As charged as political and social debates can become, the Library is renowned as one of the safest places in the city for people of all ages, cultures and abilities. The Library is designed with the most advanced physical security systems available, but the biggest security measure is that the community holds the Library in such high regard that there is very little need for guards or other overt security. If a patron cannot make it to the Library, most functions are available online. Even much of the programming can be accessed through the national library metaverse. It is not uncommon to see avatars taking part in debates and social discourse at libraries across the nation, integrating with physical groups. Along with the Library being physically secure, it is also digitally one of the most secure networks around. The Library partnered with the University of Washington to be a cybersecurity proving ground. Since the partnership began, there has not been a major breach of Library networks, earning SPL numerous Cybersecurity Excellence Awards and security certifications.

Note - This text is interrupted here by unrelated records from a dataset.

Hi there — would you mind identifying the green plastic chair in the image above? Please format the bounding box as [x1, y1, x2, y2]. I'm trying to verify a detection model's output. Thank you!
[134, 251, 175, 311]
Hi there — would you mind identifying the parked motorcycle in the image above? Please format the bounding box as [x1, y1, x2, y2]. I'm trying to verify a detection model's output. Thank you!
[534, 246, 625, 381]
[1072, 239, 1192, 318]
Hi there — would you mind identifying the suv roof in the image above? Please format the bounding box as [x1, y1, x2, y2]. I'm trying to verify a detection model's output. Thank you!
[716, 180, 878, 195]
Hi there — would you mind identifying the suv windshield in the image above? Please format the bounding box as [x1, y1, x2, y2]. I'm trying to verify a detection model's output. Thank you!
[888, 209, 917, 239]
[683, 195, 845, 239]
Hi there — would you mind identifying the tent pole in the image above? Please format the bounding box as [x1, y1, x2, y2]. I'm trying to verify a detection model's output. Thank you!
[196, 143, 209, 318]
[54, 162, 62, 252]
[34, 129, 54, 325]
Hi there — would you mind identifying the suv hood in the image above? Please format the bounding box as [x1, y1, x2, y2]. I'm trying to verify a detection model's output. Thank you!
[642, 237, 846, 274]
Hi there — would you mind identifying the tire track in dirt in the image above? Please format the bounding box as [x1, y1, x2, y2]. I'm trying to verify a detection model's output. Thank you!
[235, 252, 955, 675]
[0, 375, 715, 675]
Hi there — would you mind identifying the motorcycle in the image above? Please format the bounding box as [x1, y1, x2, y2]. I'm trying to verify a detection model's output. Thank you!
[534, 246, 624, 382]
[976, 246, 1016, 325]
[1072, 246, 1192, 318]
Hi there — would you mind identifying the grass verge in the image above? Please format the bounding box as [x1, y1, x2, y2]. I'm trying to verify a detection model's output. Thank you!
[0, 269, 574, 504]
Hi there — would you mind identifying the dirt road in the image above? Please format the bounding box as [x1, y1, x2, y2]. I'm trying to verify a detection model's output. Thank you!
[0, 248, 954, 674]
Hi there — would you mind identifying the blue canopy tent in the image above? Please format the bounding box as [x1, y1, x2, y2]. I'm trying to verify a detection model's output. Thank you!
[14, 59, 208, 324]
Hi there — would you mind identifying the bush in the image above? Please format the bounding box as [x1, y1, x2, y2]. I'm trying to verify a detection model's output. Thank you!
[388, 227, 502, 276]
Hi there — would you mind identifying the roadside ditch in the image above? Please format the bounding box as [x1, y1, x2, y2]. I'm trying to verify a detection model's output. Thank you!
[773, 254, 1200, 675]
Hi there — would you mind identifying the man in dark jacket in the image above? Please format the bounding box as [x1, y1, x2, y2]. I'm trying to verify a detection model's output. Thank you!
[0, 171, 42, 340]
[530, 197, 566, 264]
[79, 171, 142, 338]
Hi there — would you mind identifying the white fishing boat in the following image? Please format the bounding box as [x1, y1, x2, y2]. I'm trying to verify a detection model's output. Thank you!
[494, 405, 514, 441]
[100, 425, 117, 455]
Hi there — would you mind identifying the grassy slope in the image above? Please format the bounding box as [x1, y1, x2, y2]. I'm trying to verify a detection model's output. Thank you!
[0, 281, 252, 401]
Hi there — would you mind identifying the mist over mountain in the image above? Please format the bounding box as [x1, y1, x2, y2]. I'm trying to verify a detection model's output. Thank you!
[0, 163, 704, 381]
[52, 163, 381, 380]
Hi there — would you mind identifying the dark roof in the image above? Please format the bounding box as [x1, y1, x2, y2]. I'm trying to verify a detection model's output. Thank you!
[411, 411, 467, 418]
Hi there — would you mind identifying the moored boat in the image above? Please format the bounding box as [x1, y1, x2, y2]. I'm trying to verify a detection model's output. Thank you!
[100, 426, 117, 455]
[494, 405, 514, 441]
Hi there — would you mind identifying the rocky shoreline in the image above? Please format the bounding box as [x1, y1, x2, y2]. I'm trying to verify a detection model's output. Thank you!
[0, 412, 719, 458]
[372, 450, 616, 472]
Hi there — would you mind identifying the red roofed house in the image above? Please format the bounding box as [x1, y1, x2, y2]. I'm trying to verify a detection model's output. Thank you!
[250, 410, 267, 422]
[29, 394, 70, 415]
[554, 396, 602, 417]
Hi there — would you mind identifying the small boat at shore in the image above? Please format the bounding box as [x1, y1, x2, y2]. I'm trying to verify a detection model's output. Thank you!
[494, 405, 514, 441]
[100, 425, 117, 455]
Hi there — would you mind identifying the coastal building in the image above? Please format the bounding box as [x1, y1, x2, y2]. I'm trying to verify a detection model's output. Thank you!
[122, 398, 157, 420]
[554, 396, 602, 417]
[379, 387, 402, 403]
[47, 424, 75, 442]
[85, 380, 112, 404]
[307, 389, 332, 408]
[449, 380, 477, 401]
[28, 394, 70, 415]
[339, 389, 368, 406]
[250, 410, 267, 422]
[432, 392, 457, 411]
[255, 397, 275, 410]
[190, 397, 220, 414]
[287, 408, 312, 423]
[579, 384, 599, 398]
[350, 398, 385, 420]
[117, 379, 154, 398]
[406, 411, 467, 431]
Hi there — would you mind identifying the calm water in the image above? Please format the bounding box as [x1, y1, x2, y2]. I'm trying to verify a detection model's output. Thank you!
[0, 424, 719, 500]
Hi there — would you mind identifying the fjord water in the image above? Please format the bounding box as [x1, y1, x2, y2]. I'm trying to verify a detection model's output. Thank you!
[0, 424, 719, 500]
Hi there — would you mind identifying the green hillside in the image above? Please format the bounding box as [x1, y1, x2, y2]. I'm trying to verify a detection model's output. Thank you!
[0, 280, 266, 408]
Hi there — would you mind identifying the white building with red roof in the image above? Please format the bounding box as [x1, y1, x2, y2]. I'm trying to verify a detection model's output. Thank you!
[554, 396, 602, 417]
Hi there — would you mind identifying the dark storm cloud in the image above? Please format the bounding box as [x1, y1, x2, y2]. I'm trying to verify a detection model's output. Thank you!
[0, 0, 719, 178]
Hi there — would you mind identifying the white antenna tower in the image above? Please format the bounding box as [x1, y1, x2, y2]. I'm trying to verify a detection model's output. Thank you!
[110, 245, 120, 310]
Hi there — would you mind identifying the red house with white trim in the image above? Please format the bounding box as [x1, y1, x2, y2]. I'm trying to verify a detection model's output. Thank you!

No one can be turned away from accessing the knowledge the Library provides. Aside from digital collections, Library patrons are utilizing Augmented Reality and Virtual Reality to access programming specifically designed by industry experts in a myriad of topics. From a master class with a Michelin-starred restaurant chef to learning automotive mechanics with a NASCAR pit crew, all can be done through the Library’s neighborhood branches.
All this tech and many branches must mean the Library has a large carbon footprint. That couldn’t be farther from the truth. The Library is leading the way in green initiatives. It is transitioning the EV fleet to the newest hydrogen-powered vehicles and working to achieve Certified Living Building status through the International Living Future Institute. Library buildings are becoming completely carbon negative. Additionally, Library staff works to model green initiatives in communities and is seeing great strides in sustainability and eco-consciousness. Patrons often see Library-sponsored workshops with experts in the field, as well as procuring and distributing materials needed by the community to support new environmental policies.
A hyperlocal approach allows the Library to serve as a central hub to all Seattle neighborhoods. It is there to provide information, knowledge and support the community’s quality of life.